Manufacturing in Armstrong County on upswing
By Brigid Beatty
Published: Tuesday, April 16, 2013, 12:01 a.m.
Contrary to what some might think, manufacturing in Armstrong County is not dead.
In fact, it's alive and well and growing, according to economic development data tracked over the past five years by the Pittsburgh Regional Alliance (PRA).
“A common perception is that manufacturing (in southwestern Pennsylvania) is going away,” said Dewitt Peart, PRA president.
However, Peart noted that data gathered, especially from the past year, shows many existing companies in the region have expanded despite the overall tough economy experienced by many across the country and have actually come out on top in areas of economic development deals or “wins”
“When you look across the region, manufacturing has been a top performer with 59 wins across the region,” Peart said.
In early April, PRA Partnership recognized top performing industries within the Pittsburgh region.
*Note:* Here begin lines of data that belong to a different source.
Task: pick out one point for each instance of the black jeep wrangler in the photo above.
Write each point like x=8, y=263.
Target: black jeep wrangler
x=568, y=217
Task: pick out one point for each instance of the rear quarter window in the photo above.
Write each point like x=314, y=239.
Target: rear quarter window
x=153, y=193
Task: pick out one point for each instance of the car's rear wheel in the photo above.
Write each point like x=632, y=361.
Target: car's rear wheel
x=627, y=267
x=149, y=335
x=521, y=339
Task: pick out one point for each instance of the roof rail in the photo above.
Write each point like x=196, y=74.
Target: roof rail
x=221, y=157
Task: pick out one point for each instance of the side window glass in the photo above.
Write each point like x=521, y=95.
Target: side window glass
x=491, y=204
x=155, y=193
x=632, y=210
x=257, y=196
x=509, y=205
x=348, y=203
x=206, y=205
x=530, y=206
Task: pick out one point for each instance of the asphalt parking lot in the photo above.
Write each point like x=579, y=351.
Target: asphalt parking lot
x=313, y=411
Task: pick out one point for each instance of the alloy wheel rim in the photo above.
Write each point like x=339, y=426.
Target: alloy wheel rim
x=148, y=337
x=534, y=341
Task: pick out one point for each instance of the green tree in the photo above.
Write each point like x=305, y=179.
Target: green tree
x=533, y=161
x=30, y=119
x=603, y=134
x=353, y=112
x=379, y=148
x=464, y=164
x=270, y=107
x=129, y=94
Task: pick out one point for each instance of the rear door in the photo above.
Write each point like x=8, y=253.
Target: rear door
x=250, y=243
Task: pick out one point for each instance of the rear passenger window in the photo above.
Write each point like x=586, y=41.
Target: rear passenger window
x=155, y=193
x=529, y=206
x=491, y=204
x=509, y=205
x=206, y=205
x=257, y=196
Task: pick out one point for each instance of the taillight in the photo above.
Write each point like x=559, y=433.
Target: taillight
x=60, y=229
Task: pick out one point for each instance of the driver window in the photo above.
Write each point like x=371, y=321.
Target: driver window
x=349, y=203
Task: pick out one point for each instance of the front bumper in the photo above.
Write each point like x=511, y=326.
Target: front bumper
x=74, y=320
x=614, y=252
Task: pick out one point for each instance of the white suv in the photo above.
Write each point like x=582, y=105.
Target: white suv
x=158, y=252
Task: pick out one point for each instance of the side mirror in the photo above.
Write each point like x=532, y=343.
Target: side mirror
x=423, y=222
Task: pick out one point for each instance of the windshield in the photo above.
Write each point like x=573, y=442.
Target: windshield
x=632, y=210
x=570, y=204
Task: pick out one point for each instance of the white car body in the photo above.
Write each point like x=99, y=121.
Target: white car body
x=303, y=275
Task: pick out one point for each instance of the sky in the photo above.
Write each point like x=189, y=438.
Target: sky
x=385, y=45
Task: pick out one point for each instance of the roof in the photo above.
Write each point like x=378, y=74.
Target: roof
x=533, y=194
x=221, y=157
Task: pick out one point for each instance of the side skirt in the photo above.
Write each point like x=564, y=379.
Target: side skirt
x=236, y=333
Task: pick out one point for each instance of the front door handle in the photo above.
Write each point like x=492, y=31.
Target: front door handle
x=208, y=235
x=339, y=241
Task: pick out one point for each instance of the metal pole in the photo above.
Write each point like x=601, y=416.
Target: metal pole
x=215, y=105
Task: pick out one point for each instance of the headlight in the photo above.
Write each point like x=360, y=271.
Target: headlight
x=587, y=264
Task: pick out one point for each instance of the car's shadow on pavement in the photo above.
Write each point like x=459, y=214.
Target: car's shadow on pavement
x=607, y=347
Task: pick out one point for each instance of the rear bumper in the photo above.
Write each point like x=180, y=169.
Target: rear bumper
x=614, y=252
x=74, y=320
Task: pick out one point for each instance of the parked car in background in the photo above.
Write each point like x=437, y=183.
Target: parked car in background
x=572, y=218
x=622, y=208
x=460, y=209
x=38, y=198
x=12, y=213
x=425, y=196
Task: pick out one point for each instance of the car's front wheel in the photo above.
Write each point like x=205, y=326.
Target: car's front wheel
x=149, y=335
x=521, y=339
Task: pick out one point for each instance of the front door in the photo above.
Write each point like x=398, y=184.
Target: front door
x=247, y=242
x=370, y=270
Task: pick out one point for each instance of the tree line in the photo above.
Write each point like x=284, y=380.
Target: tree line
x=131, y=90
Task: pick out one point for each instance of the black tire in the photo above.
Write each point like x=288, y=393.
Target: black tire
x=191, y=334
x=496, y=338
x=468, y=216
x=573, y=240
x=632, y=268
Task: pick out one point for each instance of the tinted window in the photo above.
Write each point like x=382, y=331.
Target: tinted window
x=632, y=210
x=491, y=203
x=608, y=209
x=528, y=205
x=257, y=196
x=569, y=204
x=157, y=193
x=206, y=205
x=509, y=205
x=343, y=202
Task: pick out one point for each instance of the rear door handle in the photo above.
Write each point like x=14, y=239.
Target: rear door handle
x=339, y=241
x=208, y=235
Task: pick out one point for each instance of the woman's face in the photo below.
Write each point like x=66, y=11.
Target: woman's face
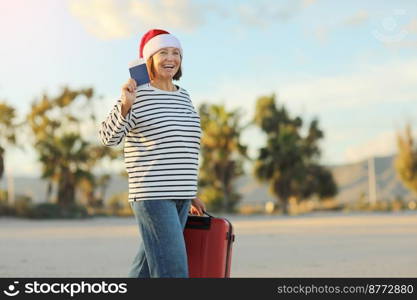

Armstrong County showed a solid performance in 2012 in terms of job growth and expansion within high-wage industries, said Philip Cynar, PRA's senior communications specialist.
Michael Coonley, executive director of the Armstrong County Department of Economic Development, noted that new companies are not necessarily bringing in 1,000 employees, but are expanding by 20 or 30 new hires.
Among those earning a winning scorecard in the manufacturing sector were Flir Systems Inc. in South Buffalo; Belle Flex Technologies in Ford City; and Sloan Brothers Lubrication Systems in South Buffalo.
Walter Sloan, president of Sloan Brothers Lubrication Systems, said during a conference call, that Coonley was instrumental in bringing his company to the county.
“Armstrong County is really, really close (to Pittsburgh) and is just a hop, skip and a jump up Route 28,” said Sloan, adding that his company, which moved to the area from Oakmont, Allegheny County, hired seven new employees this past year.
“The partnerships we've been able to establish in the area have been fantastic,” he said.
Those partnerships have allowed the company to increase its manufacturing output in the region from 25 to 75 percent, said C.J. Sloan, the company's information technology and programming specialist.
In the past, Sloan Brothers outsourced much of its manufacturing, said C.J. Sloan.
“Now, we're bringing manufacturing in house and partnering with others to fabricate items,” he said.
Peart said part of the strength of the region is its diversified economy which creates a supply chain for major corporations.
BelleFlex Technologies, a subsidiary of Blair Strip Steel Co., recently purchased a Ford City location (in the Ford City Heritage Industrial and Technology Park) because it had outgrown its space, Coonley said.
Three years ago there was just a single person and now there are 27 employees — all local hires, Coonley said.
The company is noteworthy, said Coonley, because it competed internationally and was recently awarded a subcontract through Boeing to manufacture springs for the docking system on the International Space Station.
According to the 2012 regional progress report provided by PRA, BelleFlex, Inc. has invested $2 million in Armstrong County.
Flir Systems, which makes infrared and night vision products for commercial and military use, invested $2.2 million in the county and added 15 new employees in 2012.